A mi cuarto no he vuelto, me he quedado fuera.
Pasé mañanas largas/harta moviendo cuerpos, de un solo tirón, para que ellos mismos, confundidos, atribuyeran su caída a los efectos secundarios del trago o a esos kilitos que descuelgan por la consciencia.
Luego, dogmáticamente repetía el mismo diálogo, la misma entonación, sin error, cada palabra como la primera, sin ningún cambio, porque así había funcionado hasta entonces.
Vértigo,
Vértigo,
Vértigo.
Decía esto mirando al techo y cuando volteaba, estaba sola. ¿Qué más es el vértigo que la turbación del juicio? Paradójicamente, todos caían, no existió el primero en quedarse.
Me levantaba luego con la piel más añeja, acartonada e insensible, sus humores habían arrancado mis facultades más humanas. De un par me enamoré, porque carecían de sueños y en las noches no dormían, qué estúpido pensar que procuraban cuidarme de una muerte súbita.
“Levantarme” es solo un decir, porque me aferraba a las cobijas de aquellos desencuentros, pasé días laborales dando vueltas por el cuarto, husmeando en las paredes algún rastro de mí, pero yo me había ido con ellos.

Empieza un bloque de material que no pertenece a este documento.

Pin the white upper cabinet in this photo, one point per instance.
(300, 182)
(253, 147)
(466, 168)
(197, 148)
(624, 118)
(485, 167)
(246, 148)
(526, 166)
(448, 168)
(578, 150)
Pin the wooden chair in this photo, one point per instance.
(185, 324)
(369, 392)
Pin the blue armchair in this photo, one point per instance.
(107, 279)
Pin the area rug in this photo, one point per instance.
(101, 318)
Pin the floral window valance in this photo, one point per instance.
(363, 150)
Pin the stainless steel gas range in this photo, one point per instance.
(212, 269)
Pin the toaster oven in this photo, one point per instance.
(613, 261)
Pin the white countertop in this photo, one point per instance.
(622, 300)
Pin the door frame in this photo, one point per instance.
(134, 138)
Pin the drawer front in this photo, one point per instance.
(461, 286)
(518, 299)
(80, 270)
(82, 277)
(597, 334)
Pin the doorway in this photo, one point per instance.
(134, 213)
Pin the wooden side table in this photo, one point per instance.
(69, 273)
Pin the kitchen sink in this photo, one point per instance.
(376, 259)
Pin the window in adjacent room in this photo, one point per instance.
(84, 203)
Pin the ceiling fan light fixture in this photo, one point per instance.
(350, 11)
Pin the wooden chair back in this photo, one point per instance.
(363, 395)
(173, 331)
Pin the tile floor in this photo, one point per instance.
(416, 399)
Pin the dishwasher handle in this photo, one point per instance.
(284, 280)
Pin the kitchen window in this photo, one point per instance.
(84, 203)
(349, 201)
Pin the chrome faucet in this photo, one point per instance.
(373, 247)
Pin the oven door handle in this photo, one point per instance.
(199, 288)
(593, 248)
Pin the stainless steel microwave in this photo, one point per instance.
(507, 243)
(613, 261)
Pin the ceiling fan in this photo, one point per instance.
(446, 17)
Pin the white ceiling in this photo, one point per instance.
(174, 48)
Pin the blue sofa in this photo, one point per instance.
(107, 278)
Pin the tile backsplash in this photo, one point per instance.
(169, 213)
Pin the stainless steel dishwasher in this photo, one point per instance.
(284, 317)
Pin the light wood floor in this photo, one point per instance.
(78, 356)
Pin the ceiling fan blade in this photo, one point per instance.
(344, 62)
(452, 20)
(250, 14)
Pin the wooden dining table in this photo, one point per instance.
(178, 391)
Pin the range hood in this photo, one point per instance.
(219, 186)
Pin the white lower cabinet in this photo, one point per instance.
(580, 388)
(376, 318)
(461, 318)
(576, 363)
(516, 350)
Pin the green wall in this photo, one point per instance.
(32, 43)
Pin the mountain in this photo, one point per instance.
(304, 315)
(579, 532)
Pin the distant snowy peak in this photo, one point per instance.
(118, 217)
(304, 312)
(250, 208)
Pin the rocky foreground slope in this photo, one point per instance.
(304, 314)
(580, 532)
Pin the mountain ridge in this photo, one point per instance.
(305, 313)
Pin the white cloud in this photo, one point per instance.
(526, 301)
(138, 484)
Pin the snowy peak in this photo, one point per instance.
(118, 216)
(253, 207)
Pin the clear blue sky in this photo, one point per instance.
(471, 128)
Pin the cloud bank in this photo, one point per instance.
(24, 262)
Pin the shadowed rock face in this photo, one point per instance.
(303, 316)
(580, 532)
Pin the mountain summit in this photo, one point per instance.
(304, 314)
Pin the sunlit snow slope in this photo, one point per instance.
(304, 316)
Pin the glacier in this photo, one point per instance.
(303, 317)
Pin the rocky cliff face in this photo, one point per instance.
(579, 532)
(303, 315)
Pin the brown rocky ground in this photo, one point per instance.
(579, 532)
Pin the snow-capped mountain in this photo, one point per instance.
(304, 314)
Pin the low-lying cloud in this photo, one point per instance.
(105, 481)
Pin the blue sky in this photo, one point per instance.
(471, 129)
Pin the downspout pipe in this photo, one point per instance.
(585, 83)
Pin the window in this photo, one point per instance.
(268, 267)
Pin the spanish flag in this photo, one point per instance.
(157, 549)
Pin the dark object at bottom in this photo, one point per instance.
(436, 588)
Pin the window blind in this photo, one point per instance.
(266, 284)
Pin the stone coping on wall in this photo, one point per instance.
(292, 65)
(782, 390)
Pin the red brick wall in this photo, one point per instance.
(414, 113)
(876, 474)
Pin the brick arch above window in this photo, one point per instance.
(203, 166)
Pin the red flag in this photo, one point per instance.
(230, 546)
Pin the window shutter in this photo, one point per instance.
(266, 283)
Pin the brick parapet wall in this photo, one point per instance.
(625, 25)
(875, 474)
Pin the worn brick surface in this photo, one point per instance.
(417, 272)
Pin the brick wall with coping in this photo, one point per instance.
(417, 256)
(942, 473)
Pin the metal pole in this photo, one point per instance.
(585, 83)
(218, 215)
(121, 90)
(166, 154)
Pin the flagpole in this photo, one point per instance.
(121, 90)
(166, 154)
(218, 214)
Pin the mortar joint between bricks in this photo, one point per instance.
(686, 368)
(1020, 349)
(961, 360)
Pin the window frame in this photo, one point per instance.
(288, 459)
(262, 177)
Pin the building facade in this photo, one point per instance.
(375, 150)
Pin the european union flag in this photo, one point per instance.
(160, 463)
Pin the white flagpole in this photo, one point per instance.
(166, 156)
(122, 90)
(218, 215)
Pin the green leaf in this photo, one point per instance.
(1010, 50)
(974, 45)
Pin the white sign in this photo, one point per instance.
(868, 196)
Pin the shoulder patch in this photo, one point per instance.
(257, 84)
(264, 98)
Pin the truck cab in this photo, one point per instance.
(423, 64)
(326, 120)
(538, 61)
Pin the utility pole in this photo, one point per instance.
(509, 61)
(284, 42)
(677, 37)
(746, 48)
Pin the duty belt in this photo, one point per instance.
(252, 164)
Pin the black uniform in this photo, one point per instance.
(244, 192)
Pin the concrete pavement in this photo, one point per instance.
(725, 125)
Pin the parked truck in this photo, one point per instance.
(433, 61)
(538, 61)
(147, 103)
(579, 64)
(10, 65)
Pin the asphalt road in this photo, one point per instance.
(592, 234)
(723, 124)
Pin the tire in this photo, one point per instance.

Incesantemente he pedido que si llegan a verlos los llamen por mi nombre, puede que respondan o que observen intrigados, sé que iré con ellos en los dedos, aprensada en las uñas, prueba fehaciente de que hurgaron mi interior.
Tal vez ahora esté en casa de un Don Juan, que también se llama Felipe o Andrés y que no tiene idea mínima sobre mi rutina para desmaquillarme. El primer paso es sumergir la cabeza en agua fría. Después, limpiarme la cara con una hoja de periódico, pues me han sugerido ser más expresiva. Luego, darle play a cualquier lista de Yan Tiersen y finalmente, colgarme de cualquiera que le guste trasnochar.